I think it is time for Midwest cities to step up to the plate. You always see these civic strategies that talk about “building on assets”. Well, one of the greatest untapped assets of our cities is their African American populations. Why not look there to find not just a group that needs help, but rather a potential growth engine for the community? I won’t claim this will be easy to figure out. But it is imperative that we start.
It starts with education. There is nothing more important to success in the modern economy than a quality education. I am reminded of research Richard Longworth cited in “Caught in the Middle” about how even in economically ravaged Michigan, most white people still don’t see education as critical.
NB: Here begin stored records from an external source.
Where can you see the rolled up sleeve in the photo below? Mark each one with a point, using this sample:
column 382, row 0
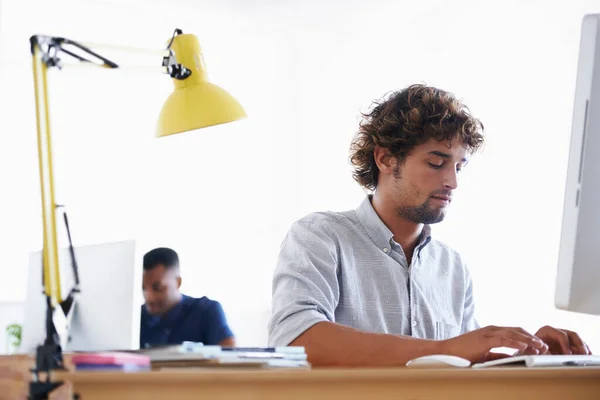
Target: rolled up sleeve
column 469, row 322
column 305, row 283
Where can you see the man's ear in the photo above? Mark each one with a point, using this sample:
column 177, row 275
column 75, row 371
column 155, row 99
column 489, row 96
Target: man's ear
column 384, row 160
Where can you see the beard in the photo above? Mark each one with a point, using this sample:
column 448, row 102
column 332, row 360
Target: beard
column 422, row 214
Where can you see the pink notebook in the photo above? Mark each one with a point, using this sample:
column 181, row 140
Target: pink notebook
column 110, row 358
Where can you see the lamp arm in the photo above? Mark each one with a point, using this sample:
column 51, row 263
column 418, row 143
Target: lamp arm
column 51, row 48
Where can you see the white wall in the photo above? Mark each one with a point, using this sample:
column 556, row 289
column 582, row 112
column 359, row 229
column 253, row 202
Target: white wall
column 225, row 197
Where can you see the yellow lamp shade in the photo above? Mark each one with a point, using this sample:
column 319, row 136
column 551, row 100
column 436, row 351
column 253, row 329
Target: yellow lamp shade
column 195, row 103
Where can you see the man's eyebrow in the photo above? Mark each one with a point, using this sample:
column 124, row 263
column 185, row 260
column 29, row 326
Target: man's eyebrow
column 444, row 155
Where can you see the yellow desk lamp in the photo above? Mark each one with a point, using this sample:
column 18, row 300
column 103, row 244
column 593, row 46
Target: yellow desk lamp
column 195, row 103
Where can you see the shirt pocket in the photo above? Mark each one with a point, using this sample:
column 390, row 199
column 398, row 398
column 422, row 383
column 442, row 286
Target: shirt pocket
column 444, row 330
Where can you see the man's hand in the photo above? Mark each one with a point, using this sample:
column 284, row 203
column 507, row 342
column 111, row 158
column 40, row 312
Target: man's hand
column 476, row 345
column 562, row 341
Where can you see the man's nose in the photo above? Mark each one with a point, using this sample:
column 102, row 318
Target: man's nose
column 451, row 179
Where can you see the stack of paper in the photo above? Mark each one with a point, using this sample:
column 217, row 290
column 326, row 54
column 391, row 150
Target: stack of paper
column 110, row 361
column 198, row 355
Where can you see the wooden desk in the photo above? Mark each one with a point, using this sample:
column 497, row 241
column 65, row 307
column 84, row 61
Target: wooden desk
column 347, row 384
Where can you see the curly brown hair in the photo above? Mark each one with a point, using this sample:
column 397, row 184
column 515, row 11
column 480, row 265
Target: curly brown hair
column 408, row 118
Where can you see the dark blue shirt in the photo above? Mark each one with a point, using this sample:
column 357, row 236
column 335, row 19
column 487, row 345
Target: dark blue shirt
column 191, row 320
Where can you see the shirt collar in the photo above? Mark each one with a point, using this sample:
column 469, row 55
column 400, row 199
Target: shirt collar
column 378, row 231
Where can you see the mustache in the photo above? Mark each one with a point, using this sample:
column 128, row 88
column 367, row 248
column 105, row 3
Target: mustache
column 441, row 193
The Midwest has never put a priority on education, even for its white majority. Hence its educational attainment levels. Imagine then the priority that has been put on urban districts with majority black populations? I think we are all familiar with the state of our inner city schools. I won’t claim this is a Midwest specific problem, or that the school system is entirely to blame, but clearly education is the absolute first step on the road to success for anyone, black or white.
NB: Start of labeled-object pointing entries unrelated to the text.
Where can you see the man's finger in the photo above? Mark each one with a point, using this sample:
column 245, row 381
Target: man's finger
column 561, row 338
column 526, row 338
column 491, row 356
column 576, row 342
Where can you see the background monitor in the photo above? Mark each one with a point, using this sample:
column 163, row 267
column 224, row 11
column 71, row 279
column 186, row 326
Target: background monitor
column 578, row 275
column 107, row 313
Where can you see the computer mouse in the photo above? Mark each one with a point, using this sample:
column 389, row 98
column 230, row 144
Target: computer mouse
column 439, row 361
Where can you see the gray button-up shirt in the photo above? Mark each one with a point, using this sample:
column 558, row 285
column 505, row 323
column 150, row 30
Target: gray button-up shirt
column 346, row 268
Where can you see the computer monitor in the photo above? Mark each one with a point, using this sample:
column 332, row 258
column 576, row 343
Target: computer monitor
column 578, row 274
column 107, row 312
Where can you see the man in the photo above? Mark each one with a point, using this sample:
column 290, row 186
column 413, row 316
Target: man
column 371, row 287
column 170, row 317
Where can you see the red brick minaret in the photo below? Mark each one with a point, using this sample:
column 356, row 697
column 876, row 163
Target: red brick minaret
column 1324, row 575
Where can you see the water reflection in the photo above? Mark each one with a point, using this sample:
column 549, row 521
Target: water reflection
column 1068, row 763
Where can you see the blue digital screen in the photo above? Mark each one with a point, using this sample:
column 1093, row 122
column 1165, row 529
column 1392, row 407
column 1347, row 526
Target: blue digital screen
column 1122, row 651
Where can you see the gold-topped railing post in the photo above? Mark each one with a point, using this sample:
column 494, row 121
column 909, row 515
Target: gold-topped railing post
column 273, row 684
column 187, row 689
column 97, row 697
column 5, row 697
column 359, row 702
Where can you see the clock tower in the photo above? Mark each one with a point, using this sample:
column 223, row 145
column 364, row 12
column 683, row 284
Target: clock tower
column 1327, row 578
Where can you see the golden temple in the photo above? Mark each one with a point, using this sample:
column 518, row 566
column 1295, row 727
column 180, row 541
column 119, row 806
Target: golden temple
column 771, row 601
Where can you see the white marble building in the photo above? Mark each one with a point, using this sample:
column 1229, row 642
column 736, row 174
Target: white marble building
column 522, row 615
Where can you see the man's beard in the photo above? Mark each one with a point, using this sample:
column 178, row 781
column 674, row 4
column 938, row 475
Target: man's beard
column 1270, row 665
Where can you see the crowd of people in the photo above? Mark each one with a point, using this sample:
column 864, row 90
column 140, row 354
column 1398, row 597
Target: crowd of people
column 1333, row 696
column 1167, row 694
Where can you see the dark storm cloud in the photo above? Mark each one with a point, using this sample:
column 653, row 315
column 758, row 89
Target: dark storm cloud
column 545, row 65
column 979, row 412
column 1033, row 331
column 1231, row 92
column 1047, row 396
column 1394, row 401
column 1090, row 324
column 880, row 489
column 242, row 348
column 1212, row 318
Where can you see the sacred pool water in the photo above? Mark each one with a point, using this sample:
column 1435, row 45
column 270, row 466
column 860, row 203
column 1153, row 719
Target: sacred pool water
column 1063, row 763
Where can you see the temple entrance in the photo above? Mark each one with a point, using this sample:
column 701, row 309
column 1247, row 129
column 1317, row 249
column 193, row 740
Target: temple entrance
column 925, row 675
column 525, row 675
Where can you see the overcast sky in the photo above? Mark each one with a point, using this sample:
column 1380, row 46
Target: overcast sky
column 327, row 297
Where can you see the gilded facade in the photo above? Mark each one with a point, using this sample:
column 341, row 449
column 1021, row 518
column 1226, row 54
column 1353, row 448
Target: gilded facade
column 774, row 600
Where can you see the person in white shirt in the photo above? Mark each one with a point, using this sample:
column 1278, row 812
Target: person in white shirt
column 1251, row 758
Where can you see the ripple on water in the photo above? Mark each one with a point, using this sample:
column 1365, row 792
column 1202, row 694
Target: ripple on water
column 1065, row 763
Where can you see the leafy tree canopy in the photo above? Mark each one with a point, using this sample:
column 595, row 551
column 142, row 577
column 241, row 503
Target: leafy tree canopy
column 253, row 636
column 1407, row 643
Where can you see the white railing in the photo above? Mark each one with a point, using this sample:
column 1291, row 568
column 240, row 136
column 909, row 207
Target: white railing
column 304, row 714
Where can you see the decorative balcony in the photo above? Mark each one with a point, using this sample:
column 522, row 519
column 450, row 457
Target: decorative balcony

I’ll have more to say on this topic in the future. But to wrap up this post I thought I would provide some data to give some perspective on our Midwest black communities. The data below is the percentage black population in the core county of a given metro area. For comparison purposes, the United States is 12.3% black. This data is as of the 2000 Census.
- Chicago (Cook County) – 26.1%
- Cincinnati (Hamilton County) – 23.4%
- Cleveland (Cuyahoga County) – 27.4%
- Columubs (Franklin County) – 17.9%
- Detroit (Wayne County) – 42.2%
- Indianapolis (Marion County) – 24.2%
- Kansas City (Jackson County) – 23.3%
- Louisville (Jefferson County) – 18.9%
- Milwaukee (Milwaukee County) – 24.6%
- Minneapolis (Hennepin County) – 9.0%; St. Paul (Ramsey County) – 7.6%
- Pittsburgh (Allegheny County) – 12.4%
- St. Louis (independent city) – 51.2% ; St. Louis County – 19.0%
As you can see, other than the Twin Cities, every large metro in the Midwest has a sizeable black core county population. A lot of places seem to have a core county population of around 25%.
It strikes me that it’s pretty hard to have a successful city if a quarter of your population isn’t coming along in the journey. So it is important for urbanists and those who love cities to be focusing on this in addition to (not instead of) things like attracting people who are already highly educated, drawing the middle class back to the center, downtown redevelopment, etc.